Homebuilder Transforming Former Church Structure Into Office

By Cece Nunn, posted Nov 25, 2020
The last service at Pearsall Memorial Presbyterian Church, a Wilmington house of worship built more than 100 years ago, took place in June 2019. On a recent weekday this year, the whir and pop of saws and nails by crews working for a local homebuilder emanated from the 3-acre property on Market Street.

Wilmington-based PBC Design + Build’s creations typically provide custom spaces for other people, but this time, the church project is transforming part of local history into the firm’s future home.

Crews are working on making the former fellowship hall at Pearsall Memorial Presbyterian Church, 3902 Market St., into a new office for PBC Design + Build. Unlike the church sanctuary, which dates back to 1913, the fellowship hall was built in the 1970s.
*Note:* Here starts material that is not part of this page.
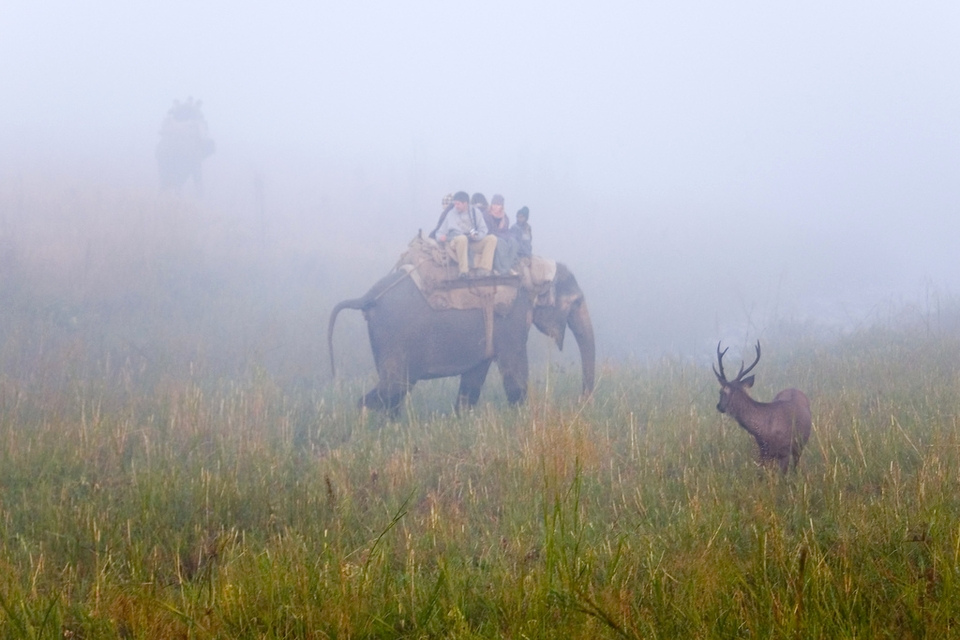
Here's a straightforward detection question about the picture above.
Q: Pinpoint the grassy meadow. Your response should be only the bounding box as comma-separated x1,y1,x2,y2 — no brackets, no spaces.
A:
2,178,960,637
“We’ve built hundreds of amazing custom homes for our clients, but we’ve never really had the opportunity to build a space for ourselves, some place that allows us to work for us for the next 20 years,” said Dave Spetrino, president of PBC. “For years we’ve been saving ideas and imagining ‘what we would do’ when given an opportunity to have a clean slate like this. So while we won’t modify the footprint or exterior walls, we’re doing everything else.”
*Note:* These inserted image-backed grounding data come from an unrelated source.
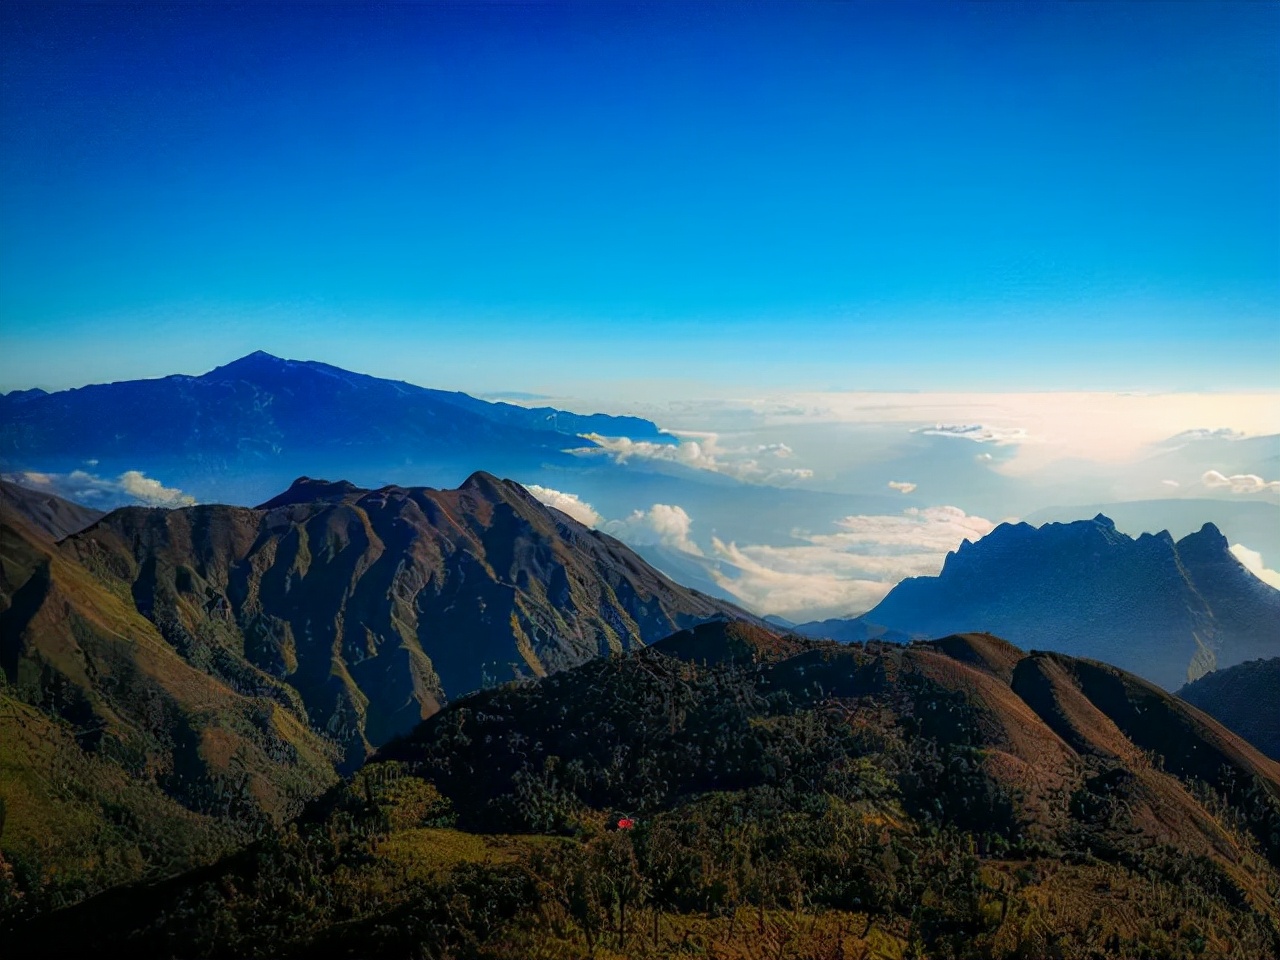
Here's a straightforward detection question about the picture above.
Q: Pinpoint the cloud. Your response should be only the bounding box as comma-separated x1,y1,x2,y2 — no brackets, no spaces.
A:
117,471,196,507
911,424,1030,444
887,481,917,494
708,505,996,620
523,483,702,555
1230,544,1280,590
1161,479,1180,488
1201,470,1280,495
1168,428,1246,443
525,484,603,526
574,433,813,485
605,504,703,556
3,469,196,507
754,442,794,458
That includes opening up the steel truss ceiling, bringing in light through a clerestory (a kind of raised skylight) at the ridge line and then creating workspaces, Spetrino explained.

“The rectangular space with its high ceilings is wide open, completely barrier-free,” Spetrino said of the fellowship hall. “Designed by Leslie Boney Jr. in the late 1960s, it has this terrific mid-century modern feel without becoming a distraction to the adjacent historic sanctuary.
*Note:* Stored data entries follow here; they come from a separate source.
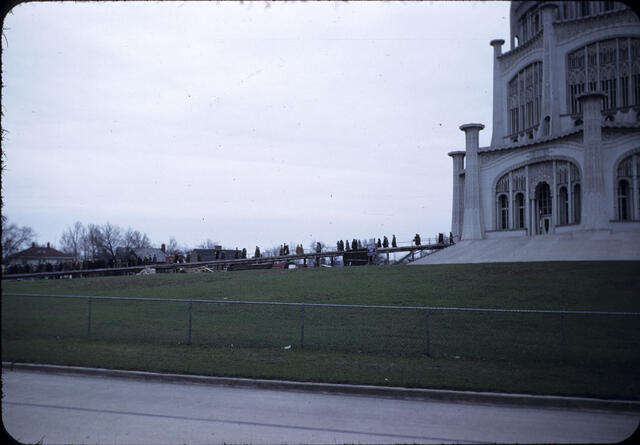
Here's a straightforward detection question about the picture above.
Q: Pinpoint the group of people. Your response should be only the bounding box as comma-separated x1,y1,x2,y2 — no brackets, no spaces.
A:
277,244,306,256
415,233,456,246
335,235,398,252
252,231,455,260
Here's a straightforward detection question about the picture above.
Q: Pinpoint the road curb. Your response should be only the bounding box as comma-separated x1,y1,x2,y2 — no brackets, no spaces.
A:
4,361,640,413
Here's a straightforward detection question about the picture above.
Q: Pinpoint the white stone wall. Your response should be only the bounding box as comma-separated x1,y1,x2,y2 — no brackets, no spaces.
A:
477,133,640,236
491,4,640,146
450,1,640,242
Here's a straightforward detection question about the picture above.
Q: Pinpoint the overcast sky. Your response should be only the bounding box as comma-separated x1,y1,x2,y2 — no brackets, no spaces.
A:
2,0,511,251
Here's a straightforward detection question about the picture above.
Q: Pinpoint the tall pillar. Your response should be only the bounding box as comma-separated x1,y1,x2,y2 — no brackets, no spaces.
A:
525,165,530,235
508,171,514,229
489,39,505,147
448,150,466,241
633,154,639,221
552,160,557,228
568,162,574,224
578,92,609,230
540,3,560,137
460,123,485,240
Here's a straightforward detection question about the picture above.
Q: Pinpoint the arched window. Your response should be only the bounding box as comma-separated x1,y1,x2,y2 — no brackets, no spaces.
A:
508,62,543,137
579,2,590,17
536,182,552,215
495,160,580,234
616,153,638,221
558,186,569,225
617,180,631,221
567,37,640,114
542,116,551,136
498,194,509,230
573,183,581,224
515,193,525,229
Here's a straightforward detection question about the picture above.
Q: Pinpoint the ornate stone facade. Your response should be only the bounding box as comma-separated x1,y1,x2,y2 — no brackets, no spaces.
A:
449,1,640,241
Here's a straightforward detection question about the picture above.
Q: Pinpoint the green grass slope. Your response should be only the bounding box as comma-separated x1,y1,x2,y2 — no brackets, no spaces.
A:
3,262,640,399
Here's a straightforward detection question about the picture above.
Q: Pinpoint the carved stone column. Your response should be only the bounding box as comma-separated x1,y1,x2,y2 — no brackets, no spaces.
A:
489,39,505,147
578,92,609,230
540,3,560,137
460,123,485,240
448,150,466,241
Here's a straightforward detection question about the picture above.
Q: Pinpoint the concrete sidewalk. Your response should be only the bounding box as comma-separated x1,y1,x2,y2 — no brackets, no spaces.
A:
4,361,639,414
6,367,638,444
“It’s also probably one of the best-built concrete and metal buildings we’ve seen locally – the guys who built this weren’t messing around.”

Other parts of the building will also be reused.

“There is a stage inside that will be fun to repurpose and having this high, clear span of open space is like a blank canvas,” Spetrino said. “We can showcase our work but also establish a space that not only increases our efficiency as a team but also encourages more creativity across our projects.”

The sanctuary and other buildings that were added to and grew up around the church over the years will be preserved, Spetrino said.

Giving a tour of the sanctuary, where pristine pews are wrapped in plastic, Spetrino said he could see the structure one day becoming an event venue or destination restaurant like Indochine, a popular eatery north of the Pearsall property on Market Street.

So while the firm plans to fully use the 4,200 square feet in the fellowship hall, “we have no concrete plans for the sanctuary and other gathering spaces within the main church areas. We have some ideas but no clear path other than to ‘preserve and protect,’” said Spetrino, who also said he’s not in a hurry to make plans for the space other than preservation.

PBC Design + Build is moving from its current home of 314 Walnut St. (since 2012) in downtown Wilmington, likely in April or May.